Las características que acabamos de describir son las
características propias de un sistema económico fascista. El fascismo no es más
que una plutocracia o una variante chauvinista del Socialismo de Estado. Pero
las similitudes de Canarias con los sistemas económicos de corte fascista van
mucho más allá.
Otro aspecto es el miedo, que es usado como un arma motivacional
para controlar las masas..., miedo a una invasión marroquí, al que vamos a
vivir, a, a, a… Tampoco es infrecuente que en los regímenes fascistas los
líderes gubernamentales se apropien e inclusive roben descaradamente los
recursos nacionales (Soria?), para ello se ofrecen muchos beneficios a las
grandes empresas, tanto nacionales como internacionales.
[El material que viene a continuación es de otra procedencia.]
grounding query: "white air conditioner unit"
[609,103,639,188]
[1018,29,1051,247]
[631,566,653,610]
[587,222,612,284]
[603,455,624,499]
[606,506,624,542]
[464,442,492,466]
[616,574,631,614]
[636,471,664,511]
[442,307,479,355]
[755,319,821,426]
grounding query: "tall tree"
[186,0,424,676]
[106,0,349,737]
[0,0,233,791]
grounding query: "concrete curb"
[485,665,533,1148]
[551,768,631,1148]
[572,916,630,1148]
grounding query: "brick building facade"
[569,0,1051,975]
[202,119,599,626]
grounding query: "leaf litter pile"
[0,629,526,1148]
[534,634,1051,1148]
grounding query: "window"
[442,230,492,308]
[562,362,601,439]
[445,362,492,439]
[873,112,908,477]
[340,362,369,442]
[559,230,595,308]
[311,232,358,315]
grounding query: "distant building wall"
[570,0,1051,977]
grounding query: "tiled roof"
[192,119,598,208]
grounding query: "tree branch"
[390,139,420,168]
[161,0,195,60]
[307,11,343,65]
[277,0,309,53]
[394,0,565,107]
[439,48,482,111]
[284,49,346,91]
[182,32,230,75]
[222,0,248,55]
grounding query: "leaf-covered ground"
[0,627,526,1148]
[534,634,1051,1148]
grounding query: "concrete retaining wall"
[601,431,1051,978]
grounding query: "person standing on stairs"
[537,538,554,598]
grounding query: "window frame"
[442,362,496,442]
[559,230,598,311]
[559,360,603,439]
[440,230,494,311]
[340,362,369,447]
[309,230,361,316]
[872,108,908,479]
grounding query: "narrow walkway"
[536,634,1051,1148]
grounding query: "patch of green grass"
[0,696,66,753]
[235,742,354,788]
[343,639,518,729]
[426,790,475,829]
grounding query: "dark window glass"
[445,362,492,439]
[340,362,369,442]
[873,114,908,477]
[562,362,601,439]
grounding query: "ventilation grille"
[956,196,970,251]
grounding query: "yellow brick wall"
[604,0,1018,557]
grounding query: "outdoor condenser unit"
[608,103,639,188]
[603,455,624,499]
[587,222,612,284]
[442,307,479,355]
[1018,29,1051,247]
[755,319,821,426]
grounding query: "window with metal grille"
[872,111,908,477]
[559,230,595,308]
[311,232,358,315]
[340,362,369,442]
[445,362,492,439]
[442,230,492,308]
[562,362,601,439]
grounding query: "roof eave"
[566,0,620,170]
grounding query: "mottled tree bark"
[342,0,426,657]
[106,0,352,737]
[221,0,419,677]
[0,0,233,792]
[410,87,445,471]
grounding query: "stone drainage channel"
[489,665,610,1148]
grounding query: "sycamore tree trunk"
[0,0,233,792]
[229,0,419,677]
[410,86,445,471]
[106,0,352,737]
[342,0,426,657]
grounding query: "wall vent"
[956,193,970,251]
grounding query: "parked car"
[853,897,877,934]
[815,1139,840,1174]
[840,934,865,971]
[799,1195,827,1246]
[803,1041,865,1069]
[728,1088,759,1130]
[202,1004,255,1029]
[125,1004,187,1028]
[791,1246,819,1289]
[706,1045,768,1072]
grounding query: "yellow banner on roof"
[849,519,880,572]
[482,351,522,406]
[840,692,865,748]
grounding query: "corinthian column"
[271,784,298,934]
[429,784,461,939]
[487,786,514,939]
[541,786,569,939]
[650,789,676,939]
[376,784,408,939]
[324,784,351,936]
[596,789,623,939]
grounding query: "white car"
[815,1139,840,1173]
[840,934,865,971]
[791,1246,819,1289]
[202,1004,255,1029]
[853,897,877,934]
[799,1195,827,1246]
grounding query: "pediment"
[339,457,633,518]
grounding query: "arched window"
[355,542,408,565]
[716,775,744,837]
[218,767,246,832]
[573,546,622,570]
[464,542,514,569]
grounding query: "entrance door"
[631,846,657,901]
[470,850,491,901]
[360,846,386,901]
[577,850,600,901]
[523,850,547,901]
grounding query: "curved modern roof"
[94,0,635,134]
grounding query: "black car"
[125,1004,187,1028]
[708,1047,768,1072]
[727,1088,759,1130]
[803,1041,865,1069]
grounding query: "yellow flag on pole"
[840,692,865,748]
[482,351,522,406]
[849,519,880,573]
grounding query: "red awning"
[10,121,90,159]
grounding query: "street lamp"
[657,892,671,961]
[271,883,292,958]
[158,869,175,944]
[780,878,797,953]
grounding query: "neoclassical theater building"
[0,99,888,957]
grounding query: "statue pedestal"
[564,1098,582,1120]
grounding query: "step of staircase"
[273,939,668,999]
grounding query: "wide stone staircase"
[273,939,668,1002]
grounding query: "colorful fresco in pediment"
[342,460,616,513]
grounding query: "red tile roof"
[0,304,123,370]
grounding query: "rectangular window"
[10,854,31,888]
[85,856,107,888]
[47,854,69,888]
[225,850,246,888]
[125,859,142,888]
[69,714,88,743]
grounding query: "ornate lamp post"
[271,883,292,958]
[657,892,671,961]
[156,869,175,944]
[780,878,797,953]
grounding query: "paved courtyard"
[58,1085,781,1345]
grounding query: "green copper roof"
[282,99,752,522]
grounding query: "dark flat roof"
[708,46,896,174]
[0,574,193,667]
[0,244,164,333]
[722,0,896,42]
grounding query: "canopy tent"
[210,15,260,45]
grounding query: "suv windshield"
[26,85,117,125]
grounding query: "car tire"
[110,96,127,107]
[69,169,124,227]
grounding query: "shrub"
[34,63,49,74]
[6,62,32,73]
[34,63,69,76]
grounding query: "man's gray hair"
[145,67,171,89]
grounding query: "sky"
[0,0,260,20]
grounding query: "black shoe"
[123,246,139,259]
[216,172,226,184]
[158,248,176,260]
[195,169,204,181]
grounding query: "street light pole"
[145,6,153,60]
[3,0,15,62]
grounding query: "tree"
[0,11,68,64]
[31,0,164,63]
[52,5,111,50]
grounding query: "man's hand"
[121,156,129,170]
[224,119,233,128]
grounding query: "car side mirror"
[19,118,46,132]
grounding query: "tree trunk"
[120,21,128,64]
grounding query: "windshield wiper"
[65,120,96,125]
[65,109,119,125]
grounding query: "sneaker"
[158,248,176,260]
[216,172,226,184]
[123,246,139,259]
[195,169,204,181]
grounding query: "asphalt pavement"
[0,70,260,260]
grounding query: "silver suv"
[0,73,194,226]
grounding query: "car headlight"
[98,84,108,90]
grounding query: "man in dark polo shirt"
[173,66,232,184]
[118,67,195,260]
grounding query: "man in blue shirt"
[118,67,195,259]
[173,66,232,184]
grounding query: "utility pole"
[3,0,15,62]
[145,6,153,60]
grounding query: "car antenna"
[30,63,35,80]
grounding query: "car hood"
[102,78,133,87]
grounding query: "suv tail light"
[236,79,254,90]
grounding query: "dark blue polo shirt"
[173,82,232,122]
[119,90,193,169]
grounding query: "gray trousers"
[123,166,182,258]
Las naciones fascistas también tienden a promover y tolerar una
abierta hostilidad a la educación superior y la academia. No es poco común que
profesores y otros académicos sean censurados. ¿Es casualidad que la tasa de
fracaso escolar en Canarias sea la mas alta que la del Estado, o que las dos
universidades canarias estén a la cola del Estado?
Otro aspecto relevante a tener en cuenta, es el grado de
libertad de los medios de comunicación. Algunas veces los medios son
controlados directamente por el gobierno, en otros casos los medios son
controlados indirectamente por las regulaciones gubernamentales, o por
persuasión a los periodistas y censura a los ejecutivos. El que crea que en
Canarias los medios de comunicación no están politizados y controlados, que de
un paso al frente (En España lo están, pero en Canarias lo están aun mas).
Por supuesto que hay ciertas actitudes en el fascismo clásico de
la primera mitad del siglo XX que ya no se dan en el neofascismo, como el papel
de la Iglesia o la supresión del poder sindical. Pero esto es normal, ya que
los sistemas y la opinión pública evolucionan.
En cualquier caso, en Canarias gobiernan los herederos físicos e
ideológicos del franquismo, como acertadamente ha puesto de manifiesto el
articulo “Canarias, un caso de debilidad estratégica estructural” publicado por
el think tank español GEES[1]que, aunque diferimos en algunas de sus
conclusiones, compartimos gran parte del análisis.
Por último, si analizamos como funciona un régimen colonial,
aparte de las características propias de una economía en desarrollo, que vimos
al principio de este articulo, vemos cosas tales como monocultivo explotado
principalmente por empresas extranjeras, mercados cautivos, explotación de los
recursos, del consumidor, de la mano de obra, racismo laboral, con el
desplazamiento de la mano de obra local a los puestos mas bajos y la
preeminencia de los colonos en la administración publica; tácticas de divide y
gobierna, corrupción y destrucción institucional, compra de voluntades y
clientelismo, mercados cautivos, estructuras de dependencia, desequilibrios que
justifican la intervención pero que en realidad son causados por la propia
intervención de la metrópoli, la estrategia de la mancha de aceite (lenta
infiltración de la influencia colonial mientras se afirma respetar a las
autoridades locales), maldición de los recursos naturales por la falta de gobernanza (en el caso de Canarias con el suelo turístico)
dualidad de la élite local como socia de los intereses de la metrópoli, y un
largo etcétera de efectos psicológicos, sociológicos y culturales que son
fácilmente identificables en la realidad canaria. Las relaciones colonia-metrópoli
son extremadamente complejas, como han puesto de relevancia diferentes autores
Muchos canarios tienen la percepción de que viven en una
economía avanzada, libre, en una democracia en donde se respetan los derechos
individuales. Pero si fuésemos un medico analizando los síntomas y la
enfermedad de un paciente de forma objetiva, no nos quedaría mas remedio que
concluir que nos encontramos con una economía con los problemas típicos de las
economías en vías de desarrollo, con características fascistas y con
características coloniales y neocoloniales. Lo cual
no es ninguna contradicción, ya que todo régimen colonial es en cierta medida
fascista, y la explotación de la colonia hace que se desequilibre y que no
pueda desarrollarse en toda su plenitud, por lo que queda en un estado de
subdesarrollo y subordinación permanente con respecto a la metrópoli.